Tipos Especiais de Operadores#

Nesta seção, alguns operadores com propriedades especiais serão apresentados. Os operadores normais, hermitianos, unitários, positivos e projetivos participam da base da Mecânica Quântica.

Operador Adjunto#

Seja \(A\) um operador linear.

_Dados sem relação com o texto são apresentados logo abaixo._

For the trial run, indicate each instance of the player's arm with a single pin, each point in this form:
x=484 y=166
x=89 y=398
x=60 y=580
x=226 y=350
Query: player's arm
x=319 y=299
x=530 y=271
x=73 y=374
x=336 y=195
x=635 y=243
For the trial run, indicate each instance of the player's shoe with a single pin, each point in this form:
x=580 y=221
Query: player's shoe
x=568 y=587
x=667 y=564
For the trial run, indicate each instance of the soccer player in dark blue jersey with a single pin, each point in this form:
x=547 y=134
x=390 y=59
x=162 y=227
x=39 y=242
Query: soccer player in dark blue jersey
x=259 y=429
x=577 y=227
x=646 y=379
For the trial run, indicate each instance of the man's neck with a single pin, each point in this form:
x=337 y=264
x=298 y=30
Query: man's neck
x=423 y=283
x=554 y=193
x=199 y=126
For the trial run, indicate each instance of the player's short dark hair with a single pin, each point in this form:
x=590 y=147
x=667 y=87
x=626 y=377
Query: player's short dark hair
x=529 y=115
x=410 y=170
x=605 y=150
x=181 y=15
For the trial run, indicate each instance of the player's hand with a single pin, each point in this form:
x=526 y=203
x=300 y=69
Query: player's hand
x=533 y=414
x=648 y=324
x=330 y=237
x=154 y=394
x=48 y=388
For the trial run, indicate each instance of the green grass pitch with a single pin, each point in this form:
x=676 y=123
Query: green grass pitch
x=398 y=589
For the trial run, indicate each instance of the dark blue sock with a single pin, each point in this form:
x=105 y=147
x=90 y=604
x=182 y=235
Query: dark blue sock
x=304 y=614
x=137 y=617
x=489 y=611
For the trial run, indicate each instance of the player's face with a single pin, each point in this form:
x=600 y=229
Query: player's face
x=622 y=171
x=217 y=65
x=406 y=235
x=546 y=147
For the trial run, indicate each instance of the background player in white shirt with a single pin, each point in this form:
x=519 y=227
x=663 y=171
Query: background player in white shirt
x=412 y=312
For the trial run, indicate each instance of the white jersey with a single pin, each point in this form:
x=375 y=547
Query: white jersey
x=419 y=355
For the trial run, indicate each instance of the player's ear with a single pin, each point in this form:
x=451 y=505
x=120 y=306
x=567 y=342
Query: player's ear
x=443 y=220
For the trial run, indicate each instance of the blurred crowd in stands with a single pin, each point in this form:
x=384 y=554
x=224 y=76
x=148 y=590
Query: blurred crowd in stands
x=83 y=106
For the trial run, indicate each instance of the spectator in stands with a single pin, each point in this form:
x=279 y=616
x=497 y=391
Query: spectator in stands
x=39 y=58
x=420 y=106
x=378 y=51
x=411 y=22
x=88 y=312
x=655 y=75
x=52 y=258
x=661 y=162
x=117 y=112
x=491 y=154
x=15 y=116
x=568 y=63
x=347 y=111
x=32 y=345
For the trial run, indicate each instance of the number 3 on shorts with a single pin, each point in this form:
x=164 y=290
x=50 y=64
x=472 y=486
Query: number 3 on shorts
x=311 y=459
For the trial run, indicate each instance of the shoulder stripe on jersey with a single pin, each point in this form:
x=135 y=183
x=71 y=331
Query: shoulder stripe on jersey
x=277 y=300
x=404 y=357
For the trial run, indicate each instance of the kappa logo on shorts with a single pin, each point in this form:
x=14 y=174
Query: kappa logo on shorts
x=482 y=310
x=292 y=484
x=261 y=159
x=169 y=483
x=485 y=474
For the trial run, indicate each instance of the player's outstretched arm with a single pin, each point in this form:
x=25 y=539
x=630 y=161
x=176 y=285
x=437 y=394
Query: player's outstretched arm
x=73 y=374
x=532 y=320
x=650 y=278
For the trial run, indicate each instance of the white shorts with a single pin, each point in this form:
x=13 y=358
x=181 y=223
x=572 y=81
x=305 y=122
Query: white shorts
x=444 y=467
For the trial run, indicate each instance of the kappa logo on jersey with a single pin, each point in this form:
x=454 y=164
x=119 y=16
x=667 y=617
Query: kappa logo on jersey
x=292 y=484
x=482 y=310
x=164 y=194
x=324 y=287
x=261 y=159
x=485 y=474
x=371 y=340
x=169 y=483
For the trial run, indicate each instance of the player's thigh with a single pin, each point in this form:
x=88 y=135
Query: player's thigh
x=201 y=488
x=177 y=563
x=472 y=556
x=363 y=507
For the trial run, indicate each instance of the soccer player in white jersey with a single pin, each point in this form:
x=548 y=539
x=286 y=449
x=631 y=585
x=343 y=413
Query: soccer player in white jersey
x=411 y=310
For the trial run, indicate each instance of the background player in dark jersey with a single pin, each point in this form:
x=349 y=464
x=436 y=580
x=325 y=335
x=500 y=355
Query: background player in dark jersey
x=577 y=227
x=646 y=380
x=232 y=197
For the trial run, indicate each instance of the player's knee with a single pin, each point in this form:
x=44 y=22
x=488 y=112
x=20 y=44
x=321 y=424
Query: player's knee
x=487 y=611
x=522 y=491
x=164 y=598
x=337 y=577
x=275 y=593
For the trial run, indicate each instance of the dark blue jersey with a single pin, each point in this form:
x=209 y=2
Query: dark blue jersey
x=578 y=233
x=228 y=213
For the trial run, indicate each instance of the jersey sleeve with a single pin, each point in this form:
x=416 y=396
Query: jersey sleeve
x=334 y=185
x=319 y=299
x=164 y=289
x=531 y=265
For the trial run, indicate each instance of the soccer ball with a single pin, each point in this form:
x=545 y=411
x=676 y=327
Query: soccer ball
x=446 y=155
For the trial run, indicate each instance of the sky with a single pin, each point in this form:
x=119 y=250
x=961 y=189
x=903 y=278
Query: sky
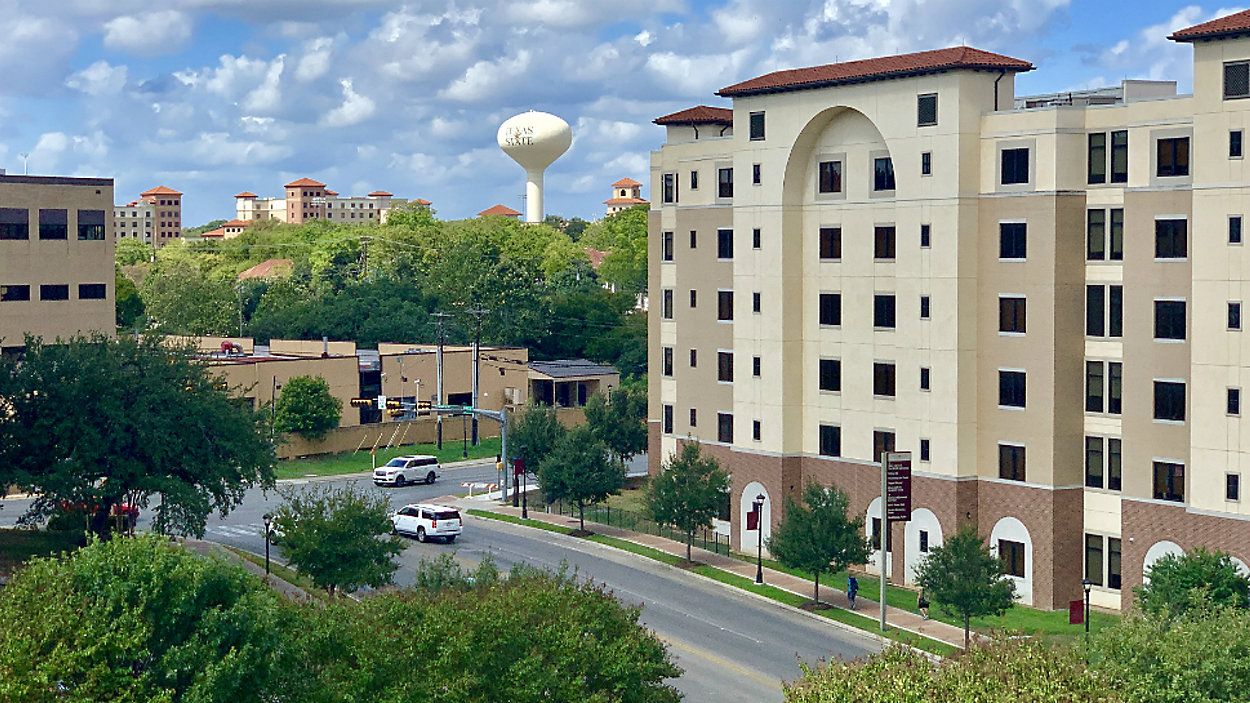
x=216 y=96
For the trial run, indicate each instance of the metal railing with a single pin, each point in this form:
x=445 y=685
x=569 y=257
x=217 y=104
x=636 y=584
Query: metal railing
x=636 y=520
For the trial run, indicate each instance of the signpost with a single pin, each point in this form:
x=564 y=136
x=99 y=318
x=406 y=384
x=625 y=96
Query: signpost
x=895 y=507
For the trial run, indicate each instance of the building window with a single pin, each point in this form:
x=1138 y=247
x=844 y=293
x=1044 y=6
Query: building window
x=724 y=305
x=883 y=174
x=830 y=374
x=725 y=183
x=883 y=379
x=1015 y=166
x=54 y=292
x=756 y=129
x=883 y=243
x=1011 y=389
x=724 y=244
x=93 y=292
x=725 y=427
x=1170 y=239
x=830 y=309
x=1170 y=319
x=883 y=310
x=1170 y=400
x=830 y=243
x=725 y=367
x=926 y=110
x=1011 y=314
x=1169 y=482
x=1013 y=240
x=1011 y=554
x=830 y=440
x=1236 y=79
x=1173 y=156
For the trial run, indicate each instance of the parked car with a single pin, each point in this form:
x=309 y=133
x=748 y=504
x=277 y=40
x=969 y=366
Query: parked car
x=403 y=470
x=428 y=522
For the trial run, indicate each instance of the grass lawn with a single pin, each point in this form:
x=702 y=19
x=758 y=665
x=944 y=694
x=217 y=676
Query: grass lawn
x=358 y=462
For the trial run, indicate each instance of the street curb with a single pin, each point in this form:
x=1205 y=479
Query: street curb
x=876 y=637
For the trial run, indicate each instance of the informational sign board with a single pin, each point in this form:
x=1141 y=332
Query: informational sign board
x=898 y=487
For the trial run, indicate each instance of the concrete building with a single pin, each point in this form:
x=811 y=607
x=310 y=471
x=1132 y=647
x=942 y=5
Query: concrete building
x=901 y=254
x=56 y=268
x=155 y=218
x=626 y=193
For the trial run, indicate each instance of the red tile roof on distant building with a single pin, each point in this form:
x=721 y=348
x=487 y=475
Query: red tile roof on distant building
x=956 y=58
x=699 y=115
x=305 y=183
x=504 y=210
x=1219 y=28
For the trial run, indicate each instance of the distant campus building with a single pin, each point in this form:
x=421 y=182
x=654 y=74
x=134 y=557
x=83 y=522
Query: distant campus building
x=1040 y=298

Em Álgebra Linear, é possível demonstrar que existe um único operador linear, denotado por \(A^{\dagger}\) e chamado operador adjunto de \(A\), que satisfaz a seguinte propriedade:

  • (OA1) \(\big( \ket{\phi} , A\ket{\psi} \big) = \big( A^{\dagger}\ket{\phi} , \ket{\psi} \big)\) Para qualquer base \(\beta\), a matriz do operador \(A^{\dagger}\) está relacionada com a matriz de \(A\) por

  • (OA2) \([A^\dagger ]_\beta = [A]_\beta^{\ \dagger} = \big( [A]_\beta^{\ *}\big)^{T}\) isto é, a matriz \([A]_\beta^{\ \dagger}\) é obtida de \([A]_\beta\) conjugando suas entradas e tomando a transposta.

Algumas propriedades da adjunta estão dispostas na seguinte lista:

  • \(\big( A^\dagger \big)^\dagger = A\) (Involução)

  • \(\displaystyle \left( \sum_k a_k A_k \right)^{\dagger} = \sum_k a_k^{\ *} A_k^{\ \dagger}\) (Antilinearidade)

Exemplo

A matriz adjunta de

\[\begin{split}A = \begin{bmatrix} 2 & 1+i \\ -1 & 5i \end{bmatrix}\end{split}\]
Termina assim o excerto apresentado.